I paused for a moment to see if I could catch it again, and sure enough, about a minute later it reappeared. The same bright flash, in the same general area. But unlike an aircraft, this time the light did not seem to move as you would expect a light attached to an airplane or satellite. It was in the same general area, I couldn’t judge exactly where, but it was definitely not moving. I continued observing and sure enough, about a minute later I saw it again, same flash, same place.

It had my attention. Over the next hour or so, I remained in the yard, next to my garbage cans, eyes riveted on Orion, high in the sky at my latitude. I missed the Times Square New Year’s festivities on TV. I contemplated going into the house to get my binoculars, or a watch, but decided against it. I did not want to risk missing anything or losing my eyes’ dark adaptation. I saw several more flashes, of the same brightness, at the same intervals, and at the same location. Sometime after midnight the show ended, and I went back in the house.

The following evening (1 Jan 2000!), at about the same time, while jogging, I saw the flasher again. It’s been over twenty years now, so I don’t remember how many times I saw it, or what time of night exactly, but it was in the same place and it looked the same. It flashed more than once, two or three times, about a minute apart, and then…nothing. I’ve never seen it again.
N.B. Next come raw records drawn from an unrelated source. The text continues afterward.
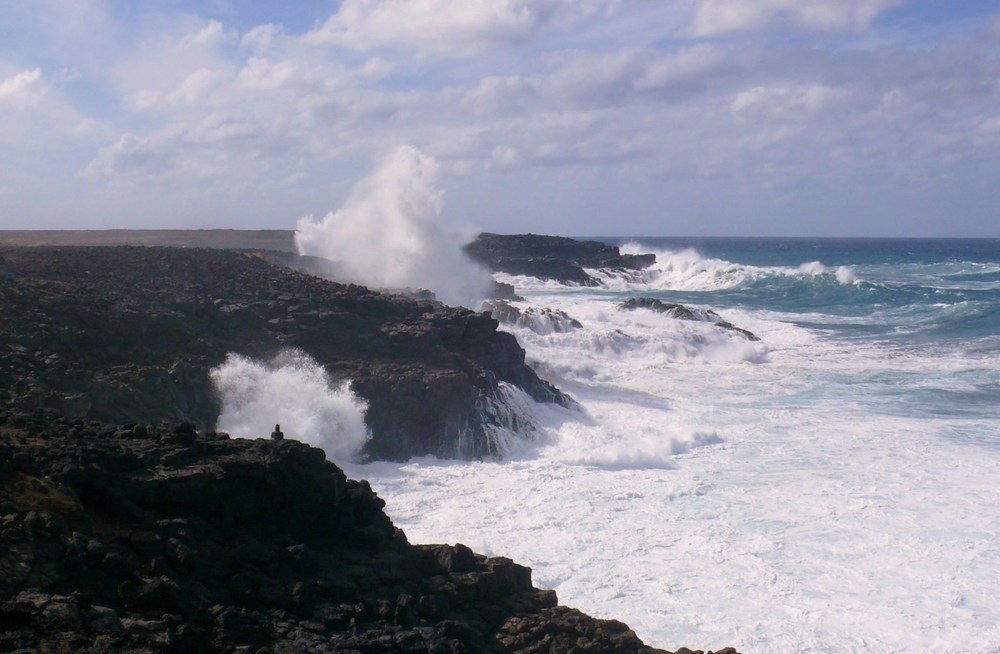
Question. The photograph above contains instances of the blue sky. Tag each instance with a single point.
(583, 117)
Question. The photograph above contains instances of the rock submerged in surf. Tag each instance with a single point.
(681, 312)
(555, 258)
(539, 320)
(118, 539)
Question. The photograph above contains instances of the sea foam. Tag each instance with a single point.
(389, 234)
(296, 392)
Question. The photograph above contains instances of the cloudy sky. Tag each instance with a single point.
(579, 117)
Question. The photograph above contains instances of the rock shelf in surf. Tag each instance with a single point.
(130, 334)
(555, 258)
(135, 538)
(681, 312)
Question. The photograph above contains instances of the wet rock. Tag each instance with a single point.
(681, 312)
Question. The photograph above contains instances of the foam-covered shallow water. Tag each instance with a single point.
(830, 488)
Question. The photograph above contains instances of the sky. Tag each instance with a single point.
(574, 117)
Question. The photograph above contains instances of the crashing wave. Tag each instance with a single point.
(540, 320)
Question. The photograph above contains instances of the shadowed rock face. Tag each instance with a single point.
(551, 257)
(156, 539)
(128, 334)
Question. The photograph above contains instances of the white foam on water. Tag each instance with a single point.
(296, 392)
(775, 496)
(389, 233)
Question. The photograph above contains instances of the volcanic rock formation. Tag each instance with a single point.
(551, 257)
(681, 312)
(135, 539)
(129, 334)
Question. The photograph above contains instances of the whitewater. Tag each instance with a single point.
(832, 487)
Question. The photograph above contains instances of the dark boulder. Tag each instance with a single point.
(681, 312)
(551, 257)
(130, 334)
(241, 545)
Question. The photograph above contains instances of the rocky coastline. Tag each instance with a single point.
(555, 258)
(130, 334)
(142, 538)
(128, 524)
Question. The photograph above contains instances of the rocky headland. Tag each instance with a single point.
(556, 258)
(682, 312)
(128, 524)
(136, 539)
(130, 334)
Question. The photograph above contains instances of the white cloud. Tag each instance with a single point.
(23, 90)
(439, 27)
(715, 17)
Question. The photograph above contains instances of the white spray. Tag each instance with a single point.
(295, 391)
(388, 234)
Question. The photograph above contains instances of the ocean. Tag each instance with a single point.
(833, 487)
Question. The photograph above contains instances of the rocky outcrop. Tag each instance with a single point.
(551, 257)
(541, 320)
(129, 334)
(681, 312)
(139, 538)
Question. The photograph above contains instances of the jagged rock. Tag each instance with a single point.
(681, 312)
(539, 320)
(130, 334)
(551, 257)
(292, 556)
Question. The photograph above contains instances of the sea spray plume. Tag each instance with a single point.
(293, 390)
(388, 234)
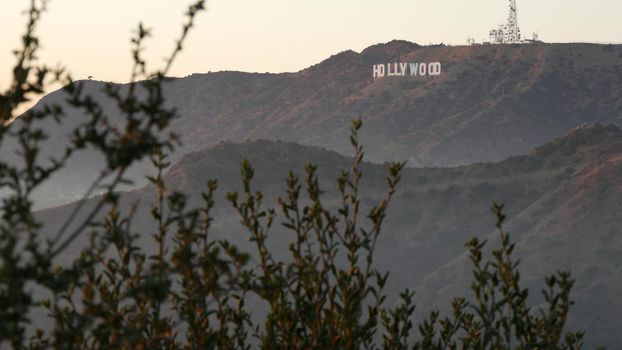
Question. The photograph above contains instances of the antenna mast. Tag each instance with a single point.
(508, 33)
(513, 31)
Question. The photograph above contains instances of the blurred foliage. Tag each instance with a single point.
(192, 292)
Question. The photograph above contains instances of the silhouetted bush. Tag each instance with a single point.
(193, 291)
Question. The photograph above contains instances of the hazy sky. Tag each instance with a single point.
(91, 37)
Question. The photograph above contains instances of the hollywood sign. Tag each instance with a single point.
(407, 69)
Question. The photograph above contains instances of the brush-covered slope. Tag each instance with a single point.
(490, 102)
(564, 202)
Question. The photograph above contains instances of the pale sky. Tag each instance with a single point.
(91, 37)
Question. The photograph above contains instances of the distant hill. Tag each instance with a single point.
(490, 102)
(563, 199)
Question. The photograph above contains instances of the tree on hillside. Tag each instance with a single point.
(192, 291)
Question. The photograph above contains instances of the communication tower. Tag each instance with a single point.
(508, 33)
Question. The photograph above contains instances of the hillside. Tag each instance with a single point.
(563, 200)
(490, 102)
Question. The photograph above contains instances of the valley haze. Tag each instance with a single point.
(535, 126)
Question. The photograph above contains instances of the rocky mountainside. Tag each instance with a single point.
(563, 199)
(489, 103)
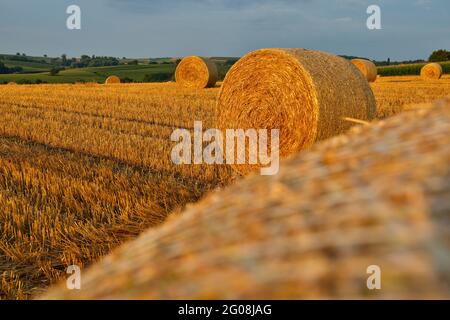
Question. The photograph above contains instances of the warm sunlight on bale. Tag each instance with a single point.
(306, 94)
(367, 68)
(112, 80)
(377, 196)
(431, 71)
(196, 72)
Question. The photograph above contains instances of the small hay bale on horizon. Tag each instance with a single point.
(367, 68)
(196, 72)
(431, 71)
(112, 80)
(305, 94)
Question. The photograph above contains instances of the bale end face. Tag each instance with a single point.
(305, 94)
(431, 71)
(196, 72)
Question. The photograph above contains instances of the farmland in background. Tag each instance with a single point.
(37, 70)
(408, 70)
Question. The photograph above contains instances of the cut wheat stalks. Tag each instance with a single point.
(376, 196)
(431, 71)
(112, 80)
(367, 69)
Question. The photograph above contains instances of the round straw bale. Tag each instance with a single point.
(196, 72)
(112, 80)
(367, 68)
(305, 94)
(431, 71)
(377, 195)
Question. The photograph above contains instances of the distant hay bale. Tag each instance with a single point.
(306, 94)
(196, 72)
(375, 196)
(112, 80)
(367, 68)
(431, 71)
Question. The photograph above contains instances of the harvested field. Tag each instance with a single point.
(376, 196)
(84, 170)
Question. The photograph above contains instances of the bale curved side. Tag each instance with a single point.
(376, 196)
(367, 68)
(431, 71)
(112, 80)
(196, 72)
(306, 94)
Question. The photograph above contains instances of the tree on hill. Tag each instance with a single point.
(439, 55)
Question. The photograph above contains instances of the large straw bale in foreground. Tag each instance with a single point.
(196, 72)
(367, 68)
(377, 196)
(112, 80)
(306, 94)
(431, 71)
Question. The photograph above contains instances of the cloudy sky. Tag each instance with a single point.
(411, 29)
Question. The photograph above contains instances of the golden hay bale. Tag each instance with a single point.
(367, 68)
(112, 80)
(306, 94)
(196, 72)
(431, 71)
(376, 196)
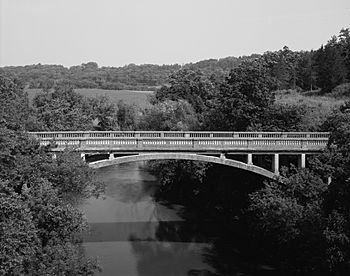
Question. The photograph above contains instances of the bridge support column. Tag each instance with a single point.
(275, 164)
(250, 159)
(302, 161)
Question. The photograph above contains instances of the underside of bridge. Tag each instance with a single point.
(183, 156)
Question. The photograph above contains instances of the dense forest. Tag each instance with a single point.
(299, 223)
(324, 68)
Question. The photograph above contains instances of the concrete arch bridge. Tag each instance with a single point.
(257, 152)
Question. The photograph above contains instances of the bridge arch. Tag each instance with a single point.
(183, 156)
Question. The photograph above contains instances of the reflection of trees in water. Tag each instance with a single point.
(212, 215)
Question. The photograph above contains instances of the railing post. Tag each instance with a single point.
(139, 143)
(302, 161)
(250, 159)
(275, 163)
(82, 142)
(82, 156)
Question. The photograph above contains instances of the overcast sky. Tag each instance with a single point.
(116, 32)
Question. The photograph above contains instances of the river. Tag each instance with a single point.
(131, 234)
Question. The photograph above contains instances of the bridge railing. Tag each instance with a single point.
(177, 134)
(186, 140)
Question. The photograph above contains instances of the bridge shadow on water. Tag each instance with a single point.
(209, 223)
(213, 217)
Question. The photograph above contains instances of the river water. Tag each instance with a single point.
(131, 234)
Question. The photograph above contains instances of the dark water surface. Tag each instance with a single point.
(131, 234)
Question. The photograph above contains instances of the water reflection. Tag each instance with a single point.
(133, 235)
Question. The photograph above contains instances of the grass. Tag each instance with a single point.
(318, 108)
(138, 98)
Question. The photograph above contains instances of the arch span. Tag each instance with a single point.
(183, 156)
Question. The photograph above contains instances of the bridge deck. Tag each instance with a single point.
(171, 141)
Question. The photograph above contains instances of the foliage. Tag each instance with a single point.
(188, 85)
(281, 117)
(14, 110)
(62, 109)
(169, 116)
(104, 112)
(39, 229)
(242, 99)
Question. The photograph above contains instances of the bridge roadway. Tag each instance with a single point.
(194, 145)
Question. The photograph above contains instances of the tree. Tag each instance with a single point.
(14, 110)
(169, 116)
(188, 85)
(63, 109)
(104, 112)
(242, 99)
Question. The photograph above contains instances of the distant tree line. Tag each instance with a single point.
(324, 69)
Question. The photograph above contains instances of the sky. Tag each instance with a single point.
(116, 33)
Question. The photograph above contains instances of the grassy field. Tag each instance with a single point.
(139, 98)
(317, 107)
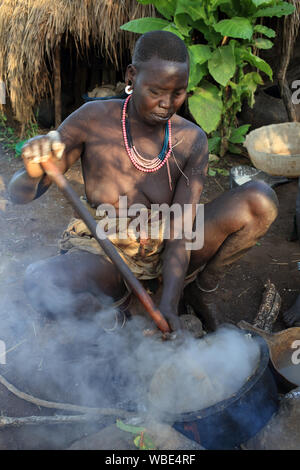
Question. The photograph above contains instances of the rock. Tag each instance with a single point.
(282, 431)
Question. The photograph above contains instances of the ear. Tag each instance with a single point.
(130, 74)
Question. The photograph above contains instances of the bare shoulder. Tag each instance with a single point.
(96, 110)
(95, 115)
(190, 137)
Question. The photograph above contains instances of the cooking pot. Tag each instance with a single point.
(231, 422)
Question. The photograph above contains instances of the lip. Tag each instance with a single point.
(162, 117)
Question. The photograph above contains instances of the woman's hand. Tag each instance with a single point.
(39, 149)
(171, 315)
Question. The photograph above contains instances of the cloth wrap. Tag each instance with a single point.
(142, 255)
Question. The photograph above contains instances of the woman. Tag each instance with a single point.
(140, 148)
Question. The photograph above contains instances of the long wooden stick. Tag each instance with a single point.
(55, 174)
(8, 421)
(63, 406)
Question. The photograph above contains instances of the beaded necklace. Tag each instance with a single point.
(143, 164)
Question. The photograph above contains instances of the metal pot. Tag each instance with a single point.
(233, 421)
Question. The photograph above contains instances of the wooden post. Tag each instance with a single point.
(57, 84)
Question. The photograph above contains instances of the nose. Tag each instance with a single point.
(165, 102)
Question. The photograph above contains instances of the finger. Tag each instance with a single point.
(56, 144)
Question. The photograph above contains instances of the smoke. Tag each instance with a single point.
(95, 360)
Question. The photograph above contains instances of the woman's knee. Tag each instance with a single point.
(261, 200)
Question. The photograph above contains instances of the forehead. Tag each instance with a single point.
(163, 73)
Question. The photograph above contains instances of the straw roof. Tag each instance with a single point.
(31, 29)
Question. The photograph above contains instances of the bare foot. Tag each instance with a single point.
(292, 315)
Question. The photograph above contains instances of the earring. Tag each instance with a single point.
(128, 90)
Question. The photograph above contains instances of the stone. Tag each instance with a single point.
(283, 430)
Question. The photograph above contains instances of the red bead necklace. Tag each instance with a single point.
(142, 164)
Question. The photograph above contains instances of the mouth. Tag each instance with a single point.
(162, 117)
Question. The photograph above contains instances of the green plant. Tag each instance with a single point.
(222, 37)
(10, 137)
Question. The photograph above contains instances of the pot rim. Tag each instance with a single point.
(220, 406)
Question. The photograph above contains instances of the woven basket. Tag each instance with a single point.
(275, 149)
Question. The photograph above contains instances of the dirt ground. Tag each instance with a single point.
(30, 233)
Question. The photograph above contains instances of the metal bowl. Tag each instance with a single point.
(231, 422)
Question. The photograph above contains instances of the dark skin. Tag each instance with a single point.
(292, 315)
(93, 133)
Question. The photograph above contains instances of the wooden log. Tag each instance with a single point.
(269, 308)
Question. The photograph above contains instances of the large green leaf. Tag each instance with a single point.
(222, 64)
(256, 62)
(194, 8)
(259, 28)
(183, 23)
(214, 4)
(144, 25)
(282, 9)
(200, 53)
(211, 36)
(236, 27)
(262, 43)
(206, 106)
(197, 72)
(173, 29)
(258, 3)
(165, 7)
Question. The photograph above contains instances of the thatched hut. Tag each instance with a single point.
(40, 39)
(290, 33)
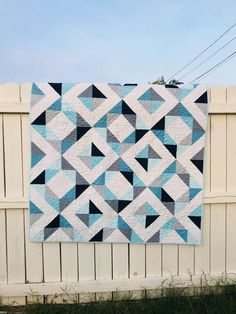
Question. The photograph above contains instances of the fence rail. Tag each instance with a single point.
(47, 268)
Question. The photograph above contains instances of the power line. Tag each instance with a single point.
(191, 61)
(215, 66)
(204, 61)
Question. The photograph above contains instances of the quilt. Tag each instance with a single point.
(117, 162)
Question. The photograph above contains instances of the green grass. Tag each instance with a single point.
(210, 299)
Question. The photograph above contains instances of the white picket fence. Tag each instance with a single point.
(90, 271)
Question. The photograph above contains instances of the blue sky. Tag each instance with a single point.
(112, 41)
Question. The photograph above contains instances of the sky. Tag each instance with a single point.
(115, 41)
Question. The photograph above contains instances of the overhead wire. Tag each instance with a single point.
(215, 66)
(208, 58)
(201, 53)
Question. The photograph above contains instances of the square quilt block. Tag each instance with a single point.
(117, 163)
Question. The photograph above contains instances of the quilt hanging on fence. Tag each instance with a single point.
(117, 163)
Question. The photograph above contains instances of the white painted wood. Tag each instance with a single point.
(202, 252)
(170, 259)
(69, 259)
(86, 267)
(13, 186)
(137, 260)
(153, 260)
(51, 262)
(103, 267)
(218, 183)
(222, 108)
(3, 258)
(33, 255)
(186, 259)
(120, 259)
(111, 265)
(231, 184)
(9, 92)
(110, 285)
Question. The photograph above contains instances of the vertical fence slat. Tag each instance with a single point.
(169, 259)
(218, 183)
(86, 263)
(13, 174)
(153, 260)
(103, 266)
(231, 185)
(137, 257)
(120, 265)
(186, 259)
(33, 251)
(202, 252)
(3, 258)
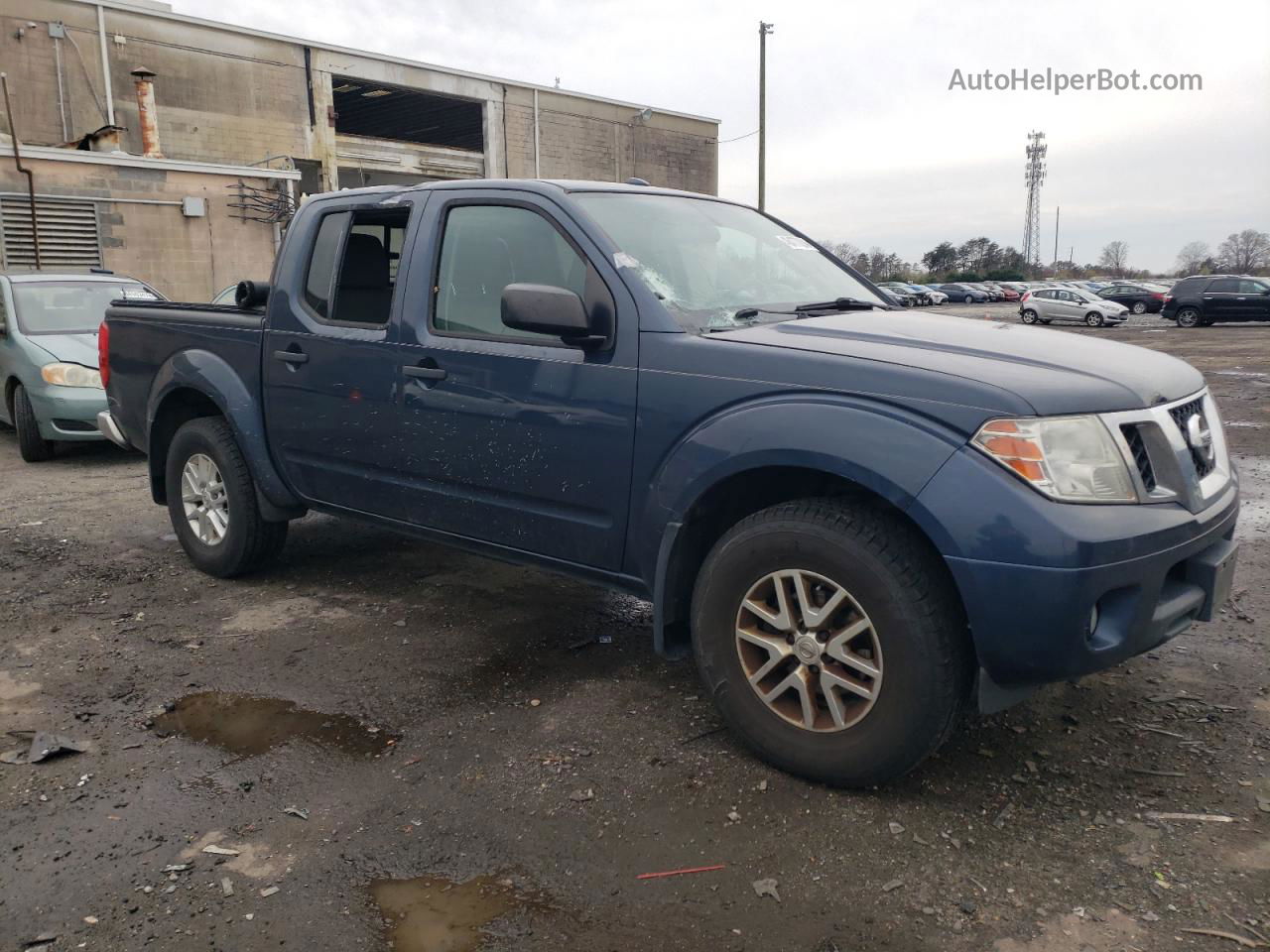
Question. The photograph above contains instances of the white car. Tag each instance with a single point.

So what was it? A few possibilities can be immediately ruled out: it was not a high-flying aircraft or a satellite in low Earth orbit, I am familiar with those objects and that is not what I saw. The flashes did not move on the celestial sphere so it must be something further out. Another possibility is a solar reflection off a geosynchronous satellite; at that time and date, the solstice Sun, Earth and flasher were roughly aligned and the celestial equator runs through Orion’s belt.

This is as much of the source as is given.